Online Test Scenario:
A chemical reaction using a fixed amount of a compound produces heat and this is
measured in $kCal$. When a catalyst is added to the compound the amount of heat
produced increases. The increase in heat $(h)$ is believed to be approximately
proportional to the square root of the mass of catalyst added $(c)$.
Question:
Which one of the following plots is most likely to show a linear relationship between the variables?
- $\sqrt{h}$ against $c$
- $h$ against $c^{2}$
- $h$ against $\log{}{c}$
- $\log{}{h}$ against $\log{}{c}$
My attempt:
I've never come across a scenario in my studies like this (except for my masters thesis in altering axis to give a better line of best fit). Based on that logic and the wording "increases in $h$ is proportional to the $\sqrt{c}$"

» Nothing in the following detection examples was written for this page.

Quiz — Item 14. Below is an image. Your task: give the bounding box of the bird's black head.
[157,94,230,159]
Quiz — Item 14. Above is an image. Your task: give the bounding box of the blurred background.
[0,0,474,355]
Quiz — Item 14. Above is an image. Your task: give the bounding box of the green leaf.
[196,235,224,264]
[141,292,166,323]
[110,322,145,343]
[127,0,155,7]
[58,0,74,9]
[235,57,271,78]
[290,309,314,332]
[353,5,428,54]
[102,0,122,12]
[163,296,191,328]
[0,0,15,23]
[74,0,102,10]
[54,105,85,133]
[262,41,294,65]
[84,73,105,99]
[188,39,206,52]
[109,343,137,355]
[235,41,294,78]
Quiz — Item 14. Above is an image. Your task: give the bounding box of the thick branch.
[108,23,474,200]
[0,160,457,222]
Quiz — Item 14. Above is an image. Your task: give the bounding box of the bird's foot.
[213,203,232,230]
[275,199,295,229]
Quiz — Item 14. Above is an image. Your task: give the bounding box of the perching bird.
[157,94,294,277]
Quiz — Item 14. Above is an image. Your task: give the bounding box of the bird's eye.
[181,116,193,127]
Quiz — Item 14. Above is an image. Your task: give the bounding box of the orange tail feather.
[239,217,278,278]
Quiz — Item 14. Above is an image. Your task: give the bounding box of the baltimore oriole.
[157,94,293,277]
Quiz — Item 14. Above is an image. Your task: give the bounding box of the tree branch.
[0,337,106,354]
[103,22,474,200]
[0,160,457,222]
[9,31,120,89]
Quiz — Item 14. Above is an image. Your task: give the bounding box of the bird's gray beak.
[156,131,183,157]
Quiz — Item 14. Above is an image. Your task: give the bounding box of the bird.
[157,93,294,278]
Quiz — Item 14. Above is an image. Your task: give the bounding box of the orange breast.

i would say the correct answer is either $1)$ or $2)$ but i don't know which or the explanation for it.
Best Answer
The words
expressed algebraically say that there is some constant $k$ such that $$ h \approx k \sqrt{c}. $$ That is clearly not a linear relationship. Squaring doesn't help, because $$ h^2 \approx k^2c $$ isn't linear either.
Logarithms will deal with the square root: $$ \log h \approx \log k + (1/2)\log c . $$ That is linear.